Nos dias frios e secos, muitos se aventuravam à beira-mar, passeando ou encontrando amigos. O aroma de milho doce grelhado e castanhas enchia o ar. Muitos também paravam na famosa loja de sobremesas “Abu Al Saoud” para tomar um kunafeh quente – seja a variedade árabe recheada com nozes ou a recheada com queijo chamada nabulsia.

Estes Invernos em Gaza parecem agora pertencer a um passado distante. A loja de Abu Al Saoud não existe mais. Não há reuniões aconchegantes e conversas agradáveis, nem sahleb, nem TV. Não há crianças lá fora cantando “Shatti ya doniya shatti” quando chove.

Este ano, o inverno não trouxe khayer e baraka. Trouxe mais sofrimento e desespero total.

As chuvas foram uma maldição. As pessoas estão rezando pelo tempo seco, temendo o que as enchentes possam causar aos campos de deslocados.

O som do trovão tornou-se agora como o som de bombas – é aterrorizante. Muitos palestinos não têm onde se proteger de uma tempestade. Grupos de ajuda dizem que pelo menos um milhão de pessoas não têm protecção básica contra o Inverno.

Os abrigos improvisados ​​são feitos de tecidos, lonas, cobertores, papelão e até velhos sacos de arroz. Eles dificilmente suportam o vento e a chuva. À noite, as famílias são obrigadas a permanecer acordadas, mantendo desesperadamente as suas tendas no lugar para não fugirem, enquanto a água penetra por baixo, encharcando os seus colchões, cobertores e outros pertences.

Muitas vezes, os abrigos são tão frágeis que a chuva os destrói, deixando em desespero famílias que já perderam tudo. O preço das tendas e dos materiais para construir tendas improvisadas disparou, deixando aqueles cujos abrigos foram destruídos ou destruídos expostos aos elementos.

Alguns ficaram tão desesperados que regressaram às suas casas bombardeadas para se refugiarem. Mesmo que o edifício esteja tão danificado que possa desabar a qualquer momento, as pessoas permanecem nele, sem outra escolha.
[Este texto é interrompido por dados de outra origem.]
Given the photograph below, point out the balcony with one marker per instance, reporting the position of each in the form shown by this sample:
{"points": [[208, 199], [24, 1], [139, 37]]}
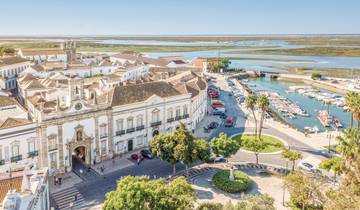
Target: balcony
{"points": [[130, 130], [185, 116], [171, 120], [16, 158], [120, 132], [153, 124], [52, 147], [33, 154]]}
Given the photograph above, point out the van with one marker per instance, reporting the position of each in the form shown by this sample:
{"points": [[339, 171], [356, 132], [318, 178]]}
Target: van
{"points": [[229, 122]]}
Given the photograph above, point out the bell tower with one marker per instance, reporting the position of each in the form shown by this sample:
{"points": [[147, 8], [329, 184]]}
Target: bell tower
{"points": [[69, 48]]}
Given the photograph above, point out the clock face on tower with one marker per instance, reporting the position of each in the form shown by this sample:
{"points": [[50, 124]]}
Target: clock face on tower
{"points": [[78, 106]]}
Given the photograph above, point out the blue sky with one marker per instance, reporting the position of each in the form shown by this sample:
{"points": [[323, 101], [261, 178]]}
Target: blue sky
{"points": [[166, 17]]}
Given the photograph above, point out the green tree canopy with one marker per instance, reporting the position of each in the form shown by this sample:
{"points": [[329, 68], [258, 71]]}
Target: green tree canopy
{"points": [[304, 191], [292, 156], [141, 193], [224, 146], [163, 146]]}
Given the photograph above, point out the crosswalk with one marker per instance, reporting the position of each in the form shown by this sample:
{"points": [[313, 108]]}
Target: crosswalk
{"points": [[64, 198]]}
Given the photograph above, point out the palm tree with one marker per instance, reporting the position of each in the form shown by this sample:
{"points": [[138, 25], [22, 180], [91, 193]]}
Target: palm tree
{"points": [[250, 103], [352, 100], [349, 147], [263, 104]]}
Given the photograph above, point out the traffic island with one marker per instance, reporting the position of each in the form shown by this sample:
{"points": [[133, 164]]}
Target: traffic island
{"points": [[240, 183]]}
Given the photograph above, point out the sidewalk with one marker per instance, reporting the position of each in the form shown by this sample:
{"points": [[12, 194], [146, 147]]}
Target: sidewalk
{"points": [[68, 180], [115, 164]]}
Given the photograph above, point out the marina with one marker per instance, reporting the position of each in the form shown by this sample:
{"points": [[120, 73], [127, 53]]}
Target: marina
{"points": [[310, 122], [325, 97]]}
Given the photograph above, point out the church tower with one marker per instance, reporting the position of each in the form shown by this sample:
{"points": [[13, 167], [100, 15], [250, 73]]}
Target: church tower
{"points": [[69, 48]]}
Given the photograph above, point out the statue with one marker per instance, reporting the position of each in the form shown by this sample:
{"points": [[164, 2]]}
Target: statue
{"points": [[231, 177]]}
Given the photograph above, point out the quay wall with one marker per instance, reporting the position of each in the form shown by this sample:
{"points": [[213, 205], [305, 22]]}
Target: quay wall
{"points": [[315, 83]]}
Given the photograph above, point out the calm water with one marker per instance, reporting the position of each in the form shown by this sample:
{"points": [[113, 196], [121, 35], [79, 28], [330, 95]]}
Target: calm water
{"points": [[308, 104]]}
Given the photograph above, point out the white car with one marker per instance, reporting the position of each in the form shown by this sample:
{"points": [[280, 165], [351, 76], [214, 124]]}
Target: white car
{"points": [[308, 167]]}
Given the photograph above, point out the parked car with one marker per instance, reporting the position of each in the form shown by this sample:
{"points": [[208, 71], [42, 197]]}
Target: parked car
{"points": [[213, 125], [137, 156], [308, 167], [229, 122], [146, 154]]}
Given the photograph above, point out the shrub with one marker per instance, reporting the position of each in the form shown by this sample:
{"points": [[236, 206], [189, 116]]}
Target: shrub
{"points": [[210, 206], [240, 184], [316, 76]]}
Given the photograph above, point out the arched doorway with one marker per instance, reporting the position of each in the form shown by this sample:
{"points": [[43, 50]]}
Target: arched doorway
{"points": [[130, 145], [155, 133], [80, 153]]}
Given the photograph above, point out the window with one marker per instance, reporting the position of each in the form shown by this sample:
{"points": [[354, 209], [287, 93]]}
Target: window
{"points": [[78, 135], [139, 121], [103, 147], [178, 112], [15, 150], [130, 122], [103, 132], [139, 140], [156, 116], [31, 146], [170, 113], [119, 124], [185, 110], [53, 160]]}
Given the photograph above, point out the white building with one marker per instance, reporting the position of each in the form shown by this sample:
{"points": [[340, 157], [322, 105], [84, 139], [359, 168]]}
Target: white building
{"points": [[10, 67], [92, 119], [32, 195]]}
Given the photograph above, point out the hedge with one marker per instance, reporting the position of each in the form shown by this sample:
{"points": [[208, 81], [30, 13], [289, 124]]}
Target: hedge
{"points": [[240, 184]]}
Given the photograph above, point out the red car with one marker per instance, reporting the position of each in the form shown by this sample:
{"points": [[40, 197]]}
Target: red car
{"points": [[217, 105], [137, 156], [229, 122]]}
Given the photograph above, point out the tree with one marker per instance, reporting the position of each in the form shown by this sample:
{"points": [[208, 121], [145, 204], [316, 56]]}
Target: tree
{"points": [[304, 191], [255, 145], [256, 202], [263, 103], [347, 196], [250, 103], [141, 193], [349, 147], [352, 100], [210, 206], [224, 146], [185, 150], [292, 156], [163, 146], [334, 164], [202, 149]]}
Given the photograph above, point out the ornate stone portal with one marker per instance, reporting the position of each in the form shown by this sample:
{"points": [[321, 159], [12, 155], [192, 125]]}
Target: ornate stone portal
{"points": [[80, 142]]}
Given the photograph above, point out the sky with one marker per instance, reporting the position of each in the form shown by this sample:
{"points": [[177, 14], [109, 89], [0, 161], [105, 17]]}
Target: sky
{"points": [[178, 17]]}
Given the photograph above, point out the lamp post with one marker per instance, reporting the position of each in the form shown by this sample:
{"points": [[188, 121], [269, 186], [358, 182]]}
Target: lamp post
{"points": [[284, 186]]}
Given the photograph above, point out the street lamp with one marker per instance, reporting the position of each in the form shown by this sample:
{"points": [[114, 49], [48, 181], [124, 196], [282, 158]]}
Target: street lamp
{"points": [[284, 186]]}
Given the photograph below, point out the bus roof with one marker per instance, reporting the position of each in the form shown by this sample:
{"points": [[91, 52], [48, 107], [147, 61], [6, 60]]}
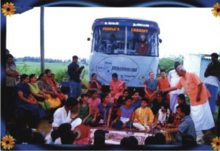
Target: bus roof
{"points": [[119, 21]]}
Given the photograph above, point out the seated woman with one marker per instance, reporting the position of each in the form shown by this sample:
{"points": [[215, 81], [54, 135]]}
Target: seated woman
{"points": [[143, 116], [103, 114], [121, 99], [84, 112], [162, 116], [176, 122], [50, 79], [116, 87], [125, 115], [48, 90], [151, 87], [94, 101], [27, 106], [38, 94], [94, 84], [118, 103], [181, 99], [158, 102]]}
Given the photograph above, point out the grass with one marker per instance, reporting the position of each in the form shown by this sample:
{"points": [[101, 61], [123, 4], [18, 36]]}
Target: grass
{"points": [[59, 69]]}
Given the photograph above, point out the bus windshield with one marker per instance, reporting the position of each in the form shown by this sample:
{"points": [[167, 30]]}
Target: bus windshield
{"points": [[112, 40]]}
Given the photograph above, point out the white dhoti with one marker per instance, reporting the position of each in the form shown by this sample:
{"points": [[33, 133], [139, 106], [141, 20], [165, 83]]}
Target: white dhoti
{"points": [[202, 117]]}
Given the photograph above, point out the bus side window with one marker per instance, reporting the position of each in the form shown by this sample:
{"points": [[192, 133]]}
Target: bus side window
{"points": [[102, 47]]}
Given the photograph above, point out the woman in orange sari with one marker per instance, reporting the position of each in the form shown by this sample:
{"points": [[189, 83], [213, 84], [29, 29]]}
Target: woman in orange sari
{"points": [[116, 87], [151, 87]]}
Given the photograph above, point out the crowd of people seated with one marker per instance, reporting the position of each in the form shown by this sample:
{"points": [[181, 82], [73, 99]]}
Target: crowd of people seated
{"points": [[37, 98]]}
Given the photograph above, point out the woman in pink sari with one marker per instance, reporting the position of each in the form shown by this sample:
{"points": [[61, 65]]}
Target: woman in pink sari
{"points": [[116, 87]]}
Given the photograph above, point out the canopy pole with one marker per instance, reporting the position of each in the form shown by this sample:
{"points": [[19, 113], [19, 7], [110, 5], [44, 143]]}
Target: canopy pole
{"points": [[42, 39]]}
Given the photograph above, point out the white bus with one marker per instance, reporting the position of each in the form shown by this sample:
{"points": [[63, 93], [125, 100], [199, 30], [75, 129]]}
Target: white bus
{"points": [[128, 47]]}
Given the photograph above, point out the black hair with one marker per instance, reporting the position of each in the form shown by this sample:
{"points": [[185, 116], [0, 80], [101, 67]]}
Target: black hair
{"points": [[71, 102], [103, 96], [31, 76], [75, 57], [215, 55], [182, 97], [165, 105], [126, 90], [162, 70], [136, 92], [47, 71], [126, 141], [99, 137], [160, 139], [184, 108], [37, 138], [26, 135], [150, 140], [176, 64], [9, 56], [55, 134], [93, 92], [127, 98], [188, 140], [23, 76], [145, 100], [93, 74], [64, 127], [67, 137], [150, 73], [115, 75], [160, 93], [112, 35], [84, 95]]}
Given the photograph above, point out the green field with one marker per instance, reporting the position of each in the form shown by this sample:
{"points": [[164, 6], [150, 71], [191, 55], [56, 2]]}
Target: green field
{"points": [[59, 69]]}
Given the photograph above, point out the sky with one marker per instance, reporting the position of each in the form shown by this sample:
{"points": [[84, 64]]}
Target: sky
{"points": [[182, 30]]}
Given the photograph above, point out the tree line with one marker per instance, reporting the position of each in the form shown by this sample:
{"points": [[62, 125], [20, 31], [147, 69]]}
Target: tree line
{"points": [[47, 60]]}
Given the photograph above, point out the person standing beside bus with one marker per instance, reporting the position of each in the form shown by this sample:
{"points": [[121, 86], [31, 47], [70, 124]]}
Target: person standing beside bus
{"points": [[164, 83], [143, 45], [74, 72], [198, 94], [174, 78], [151, 87], [116, 87], [11, 74], [212, 75]]}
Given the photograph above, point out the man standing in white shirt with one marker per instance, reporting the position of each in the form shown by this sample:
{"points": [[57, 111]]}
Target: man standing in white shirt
{"points": [[173, 79], [212, 75], [63, 115]]}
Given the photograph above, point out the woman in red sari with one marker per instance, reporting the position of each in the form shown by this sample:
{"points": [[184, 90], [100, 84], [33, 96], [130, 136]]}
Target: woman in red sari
{"points": [[116, 87]]}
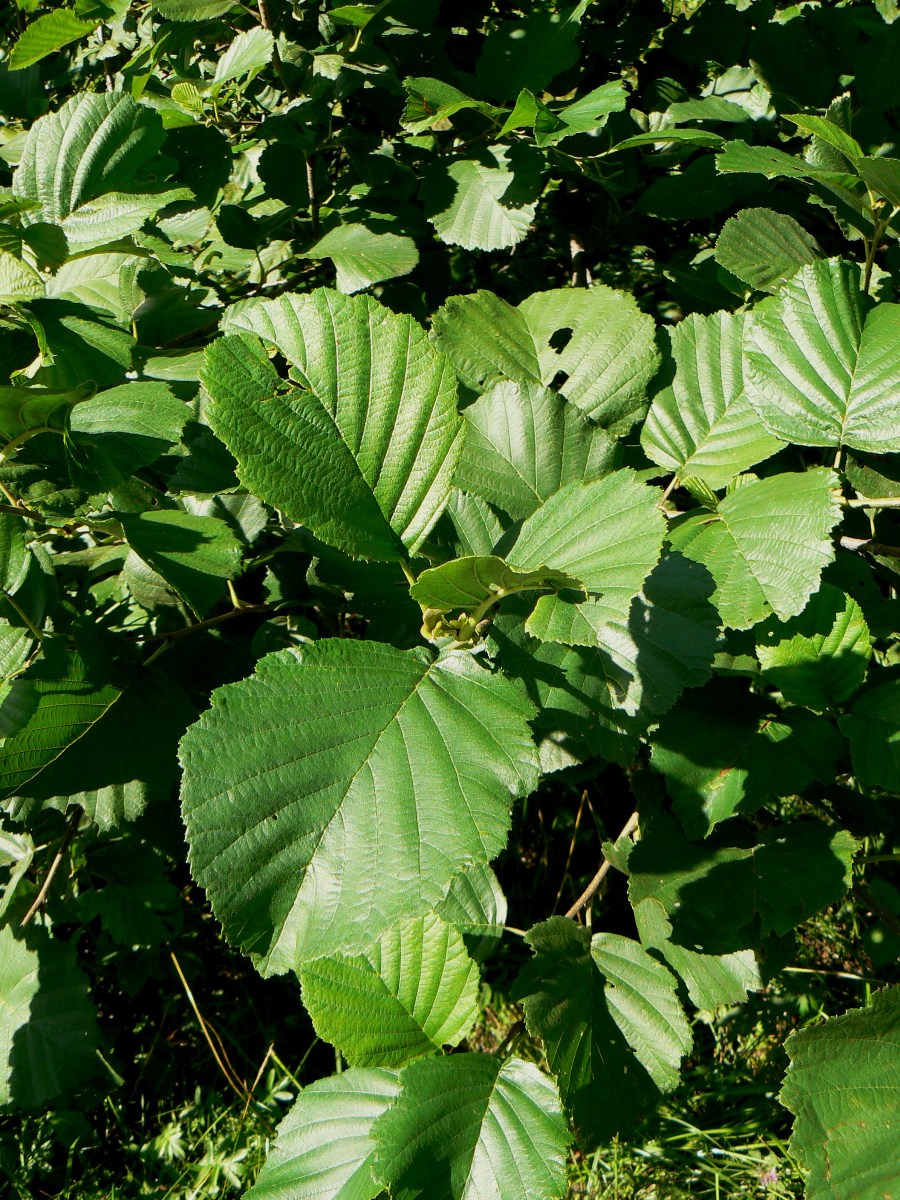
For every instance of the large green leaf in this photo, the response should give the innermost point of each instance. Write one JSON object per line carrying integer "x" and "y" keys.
{"x": 473, "y": 1126}
{"x": 817, "y": 659}
{"x": 291, "y": 772}
{"x": 724, "y": 751}
{"x": 723, "y": 898}
{"x": 85, "y": 168}
{"x": 766, "y": 544}
{"x": 606, "y": 533}
{"x": 844, "y": 1090}
{"x": 763, "y": 247}
{"x": 609, "y": 1015}
{"x": 364, "y": 257}
{"x": 196, "y": 556}
{"x": 414, "y": 990}
{"x": 523, "y": 443}
{"x": 324, "y": 1145}
{"x": 363, "y": 449}
{"x": 47, "y": 34}
{"x": 484, "y": 204}
{"x": 873, "y": 726}
{"x": 703, "y": 425}
{"x": 69, "y": 703}
{"x": 47, "y": 1021}
{"x": 821, "y": 364}
{"x": 605, "y": 364}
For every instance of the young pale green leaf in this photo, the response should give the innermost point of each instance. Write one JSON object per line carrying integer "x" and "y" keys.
{"x": 723, "y": 898}
{"x": 363, "y": 451}
{"x": 431, "y": 102}
{"x": 523, "y": 443}
{"x": 18, "y": 281}
{"x": 292, "y": 769}
{"x": 821, "y": 365}
{"x": 363, "y": 257}
{"x": 484, "y": 204}
{"x": 882, "y": 175}
{"x": 477, "y": 907}
{"x": 48, "y": 1033}
{"x": 411, "y": 993}
{"x": 469, "y": 1125}
{"x": 196, "y": 556}
{"x": 703, "y": 425}
{"x": 711, "y": 979}
{"x": 324, "y": 1146}
{"x": 609, "y": 1015}
{"x": 605, "y": 365}
{"x": 873, "y": 726}
{"x": 817, "y": 659}
{"x": 763, "y": 249}
{"x": 844, "y": 1090}
{"x": 766, "y": 544}
{"x": 47, "y": 34}
{"x": 96, "y": 143}
{"x": 723, "y": 751}
{"x": 245, "y": 58}
{"x": 69, "y": 703}
{"x": 606, "y": 533}
{"x": 468, "y": 582}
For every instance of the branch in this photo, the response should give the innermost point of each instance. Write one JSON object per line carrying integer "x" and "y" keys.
{"x": 54, "y": 867}
{"x": 592, "y": 888}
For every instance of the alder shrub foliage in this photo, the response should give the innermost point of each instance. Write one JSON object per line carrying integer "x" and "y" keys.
{"x": 324, "y": 507}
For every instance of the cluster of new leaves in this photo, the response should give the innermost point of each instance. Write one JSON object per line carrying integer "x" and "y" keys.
{"x": 484, "y": 531}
Ficar aquecido também é quase impossível. A madeira tornou-se inacessível para muitos; 1kg agora custa US$ 9. Aqueles que não têm condições de comprá-lo têm de começar a procurá-lo eles próprios – uma tarefa exaustiva e cansativa. Mesmo que haja lenha suficiente para fazer fogo, isso não é suficiente para manter a família aquecida durante a noite gelada.

O que torna o frio do inverno ainda mais insuportável é a fome. Desde Outubro, os preços dos alimentos em Gaza dispararam. Um saco de farinha custa até US$ 200. A carne e o peixe desapareceram completamente dos mercados; legumes e frutas são escassos e a preços exorbitantes.

As padarias fecharam porque não têm suprimentos para assar. A UNRWA e o Programa Alimentar Mundial, que normalmente cuidam dos mais vulneráveis, não conseguem dar resposta à procura. As cozinhas populares distribuem refeições de grão de bico, lentilha e arroz, mas cada família recebe apenas um prato, que mal dá para uma pessoa.

À noite, em todos os campos de deslocados, ouvem-se os gritos das crianças famintas que imploram aos pais que lhes dêem comida.

As memórias do calor e da alegria que antes enchiam as casas durante o inverno em Gaza desapareceram. O desespero e a miséria reinam supremos no frio. O sofrimento do povo palestiniano parece não ter fim. Muitos sobrevivem com a esperança vacilante de que a guerra e o genocídio acabem, que os alimentos voltem a estar disponíveis e as pessoas tenham abrigo adequado. Esse khayr e baraka retornarão a Gaza um dia.

As opiniões expressas neste artigo são do próprio autor e não refletem necessariamente a posição editorial da Al Jazeera.